# Walnut Ne Bowl



## TimR (Dec 16, 2013)

This is a form based on something similar done by Chris Ramsey, a guy many will associate with making cowboy hats for famous figures and companies. He also makes some killer bowls out of exotic burls that I'd not have the courage yet to try this on, but I did have this piece of walnut that was just recently given to me, green and with solid bark adhesion. It was originally going to be a typical NE bowl, but as I was turning it, the bark was just staying on too well not to try this. I'll have to try this again, it was kind of fun, in a sadistic sort of way.
15" diam x 7" tall. Finished with antique oil. All comments welcome and appreciated.

Reactions: Like 19


----------



## Mike1950 (Dec 16, 2013)

COOL bowl.......


----------



## SENC (Dec 16, 2013)

Love it... wish I understood how you did it!


----------



## TimR (Dec 16, 2013)

Thanks Mike. Too bad it's way to fragile to really use, even lightly.

Henry, the process of clearing out the insides was more like hollowing than bowl turning, if that helps.


----------



## Cody Killgore (Dec 16, 2013)

Wow...Another beautiful piece. Your work is awesome!


----------



## Sprung (Dec 16, 2013)

Woah! That is an awesome piece of work!


----------



## Kevin (Dec 16, 2013)

That's one of the coolest bowls I've ever seen. Ribbon-worthy IMHO.

Reactions: Like 1


----------



## Mike1950 (Dec 16, 2013)

TimR said:


> Thanks Mike. Too bad it's way to fragile to really use, even lightly.
> 
> Henry, the process of clearing out the insides was more like hollowing than bowl turning, if that helps.




No matter Beautiful just to look at. I love the little legs!!


----------



## manbuckwal (Dec 16, 2013)

Very Artistic piece !


----------



## Mike Jones (Dec 16, 2013)

Beautiful! Great execution on a difficult form...and congratulations for keeping the bark intact! Great photography too! Man, you have got it goin' !!!!


----------



## NYWoodturner (Dec 17, 2013)

Pucker factor of 50 on that one! Another home run.


----------



## woodintyuuu (Dec 17, 2013)

sweet, sweet , sweet : thats sweet on Design, sweet on execution, and sweet on crediting your inspiration. bonus points for the trifecta, your last posts have all been awsome. bring it on


----------



## ripjack13 (Dec 17, 2013)

Holy cow! That is a great looking bowl!


----------



## rdnkmedic (Dec 17, 2013)

Wow! Amazing work.
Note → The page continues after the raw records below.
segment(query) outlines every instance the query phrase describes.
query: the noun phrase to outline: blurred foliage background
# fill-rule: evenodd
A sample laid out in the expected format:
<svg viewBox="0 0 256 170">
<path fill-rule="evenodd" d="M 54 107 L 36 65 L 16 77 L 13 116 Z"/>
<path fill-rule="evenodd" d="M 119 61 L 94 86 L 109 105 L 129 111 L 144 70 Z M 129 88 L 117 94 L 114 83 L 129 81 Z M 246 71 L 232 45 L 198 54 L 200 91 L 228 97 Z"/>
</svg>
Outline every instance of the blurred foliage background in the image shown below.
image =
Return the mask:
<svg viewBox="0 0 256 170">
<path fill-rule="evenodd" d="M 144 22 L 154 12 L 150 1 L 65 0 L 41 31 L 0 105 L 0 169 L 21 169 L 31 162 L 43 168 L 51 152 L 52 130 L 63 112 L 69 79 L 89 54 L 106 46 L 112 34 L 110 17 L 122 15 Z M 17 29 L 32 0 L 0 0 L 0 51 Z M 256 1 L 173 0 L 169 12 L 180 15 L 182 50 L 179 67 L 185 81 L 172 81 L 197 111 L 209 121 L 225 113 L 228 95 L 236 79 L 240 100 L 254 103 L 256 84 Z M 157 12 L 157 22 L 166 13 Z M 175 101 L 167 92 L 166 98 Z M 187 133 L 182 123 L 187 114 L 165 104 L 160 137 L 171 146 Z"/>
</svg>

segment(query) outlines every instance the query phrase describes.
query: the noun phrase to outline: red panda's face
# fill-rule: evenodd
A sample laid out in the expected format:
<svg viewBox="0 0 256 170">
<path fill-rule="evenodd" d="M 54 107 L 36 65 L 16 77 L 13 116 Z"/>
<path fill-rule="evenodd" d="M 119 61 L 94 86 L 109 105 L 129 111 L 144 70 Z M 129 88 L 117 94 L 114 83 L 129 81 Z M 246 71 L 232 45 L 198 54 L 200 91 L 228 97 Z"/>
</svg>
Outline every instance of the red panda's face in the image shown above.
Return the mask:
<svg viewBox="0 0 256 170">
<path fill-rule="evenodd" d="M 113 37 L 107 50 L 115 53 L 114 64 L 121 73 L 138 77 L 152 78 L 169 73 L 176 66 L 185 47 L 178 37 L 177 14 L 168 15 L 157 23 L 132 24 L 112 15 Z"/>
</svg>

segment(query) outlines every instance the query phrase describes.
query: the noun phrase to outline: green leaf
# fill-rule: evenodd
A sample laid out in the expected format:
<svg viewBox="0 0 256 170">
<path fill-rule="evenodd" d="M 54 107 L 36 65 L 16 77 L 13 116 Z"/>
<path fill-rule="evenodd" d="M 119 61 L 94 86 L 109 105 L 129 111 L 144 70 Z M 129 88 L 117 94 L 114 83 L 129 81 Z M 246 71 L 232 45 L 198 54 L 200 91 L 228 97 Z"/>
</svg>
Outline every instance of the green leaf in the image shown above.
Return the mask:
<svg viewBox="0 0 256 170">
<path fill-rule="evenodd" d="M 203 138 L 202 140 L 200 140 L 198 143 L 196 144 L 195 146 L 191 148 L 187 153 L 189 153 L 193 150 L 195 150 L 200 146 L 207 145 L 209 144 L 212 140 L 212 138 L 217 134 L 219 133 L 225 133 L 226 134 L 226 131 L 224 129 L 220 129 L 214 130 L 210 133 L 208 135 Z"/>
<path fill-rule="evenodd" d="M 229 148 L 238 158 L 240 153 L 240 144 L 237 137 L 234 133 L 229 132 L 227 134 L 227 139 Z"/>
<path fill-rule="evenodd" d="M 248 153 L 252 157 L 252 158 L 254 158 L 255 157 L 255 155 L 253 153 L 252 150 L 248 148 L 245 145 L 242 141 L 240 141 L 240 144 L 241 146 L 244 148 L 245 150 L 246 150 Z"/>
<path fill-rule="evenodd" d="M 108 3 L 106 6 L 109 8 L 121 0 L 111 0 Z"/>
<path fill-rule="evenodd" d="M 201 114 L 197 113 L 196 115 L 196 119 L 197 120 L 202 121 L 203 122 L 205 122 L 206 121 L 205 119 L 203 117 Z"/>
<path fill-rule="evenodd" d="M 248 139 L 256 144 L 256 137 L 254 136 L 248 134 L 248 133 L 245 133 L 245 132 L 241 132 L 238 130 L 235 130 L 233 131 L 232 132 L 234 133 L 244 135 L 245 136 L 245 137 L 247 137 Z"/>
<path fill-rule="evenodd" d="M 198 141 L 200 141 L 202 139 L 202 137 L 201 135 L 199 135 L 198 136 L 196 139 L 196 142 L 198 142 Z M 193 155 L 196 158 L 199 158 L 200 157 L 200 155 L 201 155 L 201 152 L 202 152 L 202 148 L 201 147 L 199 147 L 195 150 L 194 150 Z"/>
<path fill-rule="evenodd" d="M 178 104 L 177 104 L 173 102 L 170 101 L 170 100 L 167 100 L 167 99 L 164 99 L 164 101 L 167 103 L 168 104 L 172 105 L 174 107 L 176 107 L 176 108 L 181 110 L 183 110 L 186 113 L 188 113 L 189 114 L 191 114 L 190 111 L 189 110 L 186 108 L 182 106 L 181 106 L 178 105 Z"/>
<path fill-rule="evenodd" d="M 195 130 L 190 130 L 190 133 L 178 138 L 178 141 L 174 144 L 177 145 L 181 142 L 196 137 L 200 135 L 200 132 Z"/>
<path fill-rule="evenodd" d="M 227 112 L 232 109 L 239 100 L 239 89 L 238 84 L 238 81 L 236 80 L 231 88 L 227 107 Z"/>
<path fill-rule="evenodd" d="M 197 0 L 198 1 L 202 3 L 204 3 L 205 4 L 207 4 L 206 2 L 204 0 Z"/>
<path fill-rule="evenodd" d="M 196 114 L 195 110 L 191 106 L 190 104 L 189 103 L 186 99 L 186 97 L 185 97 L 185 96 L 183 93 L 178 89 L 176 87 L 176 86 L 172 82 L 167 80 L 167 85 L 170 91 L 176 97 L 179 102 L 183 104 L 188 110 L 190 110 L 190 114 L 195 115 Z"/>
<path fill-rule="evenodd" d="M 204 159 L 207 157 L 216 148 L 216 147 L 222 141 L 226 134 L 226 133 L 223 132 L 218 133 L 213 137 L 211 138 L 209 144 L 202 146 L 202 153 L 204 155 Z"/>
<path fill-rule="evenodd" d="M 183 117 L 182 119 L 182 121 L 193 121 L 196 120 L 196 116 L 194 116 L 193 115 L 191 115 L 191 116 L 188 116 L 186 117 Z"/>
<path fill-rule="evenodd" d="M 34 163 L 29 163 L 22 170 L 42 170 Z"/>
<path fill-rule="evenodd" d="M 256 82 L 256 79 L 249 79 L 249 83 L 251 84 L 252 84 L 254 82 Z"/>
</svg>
Stunning.


----------



## Nate Bos (Dec 17, 2013)

That is killer! I love the form!


----------



## Treecycle Hardwoods (Dec 17, 2013)

Wow! That is truly awesome! Very nice work!


----------



## barry richardson (Dec 17, 2013)

Very cool, original and well executed! I'm sure that took LOTS of patience, you just cant hurry something like that....


----------



## Johnturner (Dec 18, 2013)

Incredible!


----------



## ChrisN (Dec 18, 2013)

Very nice looking! The contrast between heart and sap wood is amazing!


----------



## duncsuss (Dec 18, 2013)

Respect, Tim ... that's great turning.

I can see the approach _in principal_ (meaning, I doubt I could come close to achieving it!) but how on earth did you support that when you reversed it to finish the foot of the bowl?


----------